「毎日来てますよ、ね?」
休憩時間にいつものコーヒーショップに入ろうとして、店から出てきた女に呼び止められた。
「はあ」
そんなふうに女性に声をかけられるのは、はじめてだった。毎日、と言われても女の顔には覚えがなかった。真ん中に分けられた髪の毛から細い束が二本、つんと尖った鼻まで垂れていた。触角みたいだ、と思った。両手に持った紙コップのうち右手だけをちょっとだけ挙げて「これ、あなたの分です」と言った。
ベンチに座ると女はカバンからケースに入った細いストローを出した。ストローはクルクルと巻かれていて、それは何十年かぶりに「ペロペロキャンディー」を思い起こさせた。このストローじゃないとうまく飲めないのだ、と巻かれたストローをほどきながら女は説明した。
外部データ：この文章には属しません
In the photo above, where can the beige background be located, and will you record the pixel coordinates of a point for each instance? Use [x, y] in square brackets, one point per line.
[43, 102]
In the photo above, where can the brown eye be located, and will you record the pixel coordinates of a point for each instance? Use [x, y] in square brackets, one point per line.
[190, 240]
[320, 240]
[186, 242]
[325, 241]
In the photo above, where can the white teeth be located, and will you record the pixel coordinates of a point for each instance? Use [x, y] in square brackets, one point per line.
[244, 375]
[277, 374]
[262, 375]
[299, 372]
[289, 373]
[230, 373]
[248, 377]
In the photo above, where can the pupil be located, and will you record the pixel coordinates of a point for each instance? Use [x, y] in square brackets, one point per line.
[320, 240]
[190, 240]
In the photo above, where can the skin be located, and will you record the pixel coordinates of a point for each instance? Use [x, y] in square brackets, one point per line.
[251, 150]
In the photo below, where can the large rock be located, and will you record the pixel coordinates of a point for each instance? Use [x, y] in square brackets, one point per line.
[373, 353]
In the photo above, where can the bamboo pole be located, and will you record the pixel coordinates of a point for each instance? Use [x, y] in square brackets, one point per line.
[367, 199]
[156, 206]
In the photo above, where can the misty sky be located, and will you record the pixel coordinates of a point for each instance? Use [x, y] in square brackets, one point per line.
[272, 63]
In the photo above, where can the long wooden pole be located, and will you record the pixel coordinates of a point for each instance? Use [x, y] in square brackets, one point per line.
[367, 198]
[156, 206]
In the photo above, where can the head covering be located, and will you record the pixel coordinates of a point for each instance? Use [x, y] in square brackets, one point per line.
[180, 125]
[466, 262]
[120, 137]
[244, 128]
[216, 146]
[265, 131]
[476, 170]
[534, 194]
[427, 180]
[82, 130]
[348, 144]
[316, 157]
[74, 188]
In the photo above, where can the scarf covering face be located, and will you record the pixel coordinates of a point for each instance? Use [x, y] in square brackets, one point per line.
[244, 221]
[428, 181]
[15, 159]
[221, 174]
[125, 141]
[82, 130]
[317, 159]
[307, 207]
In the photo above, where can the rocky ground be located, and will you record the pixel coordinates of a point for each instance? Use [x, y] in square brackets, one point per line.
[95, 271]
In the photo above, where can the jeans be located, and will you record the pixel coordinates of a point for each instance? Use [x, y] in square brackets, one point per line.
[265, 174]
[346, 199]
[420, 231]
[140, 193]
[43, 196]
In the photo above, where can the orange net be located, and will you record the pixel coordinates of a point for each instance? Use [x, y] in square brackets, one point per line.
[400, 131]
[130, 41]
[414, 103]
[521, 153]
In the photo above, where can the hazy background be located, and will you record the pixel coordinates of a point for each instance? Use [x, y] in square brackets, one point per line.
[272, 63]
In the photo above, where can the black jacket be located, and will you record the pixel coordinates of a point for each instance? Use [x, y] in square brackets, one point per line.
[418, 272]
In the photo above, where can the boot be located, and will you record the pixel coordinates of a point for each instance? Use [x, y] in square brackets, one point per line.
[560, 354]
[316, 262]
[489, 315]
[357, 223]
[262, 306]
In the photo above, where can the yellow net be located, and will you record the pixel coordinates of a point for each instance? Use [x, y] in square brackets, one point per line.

おれは黙って女の買ったコーヒーを飲んだ。隣で真剣な面持ちでストローをくわえる女の横顔を盗み見しながら。まつげが長かった。
女はゆっくりだが一息でコーヒーを飲み終えた。
「じゃあ、また」
女は細い前髪をひくひくと揺らしながら去っていった。
女の座っていた所には尻の形に粉が落ちていた。おれは指でそれをなぞり、舐めた。何の味がしたわけではないが、結局全部舐めた。止められなかったのだ。
家に帰るなり妻が「蝶に化かされたのね」と言う。
なぜ、と問いながら、鼓動が速くなるのがわかる。妻は事もなげに「匂いでわかるし、あなたの目が潤んでいるから。鱗粉を舐めたでしょ?」と応じた。
「ねぇ、蝶さんはきれいだったでしょう?ずるいよね、男の人しか会えないんだもんね」と妻の目が光る。妻を抱き寄せながら、ペロペロキャンディーはどこで買えるだろうか、と考える。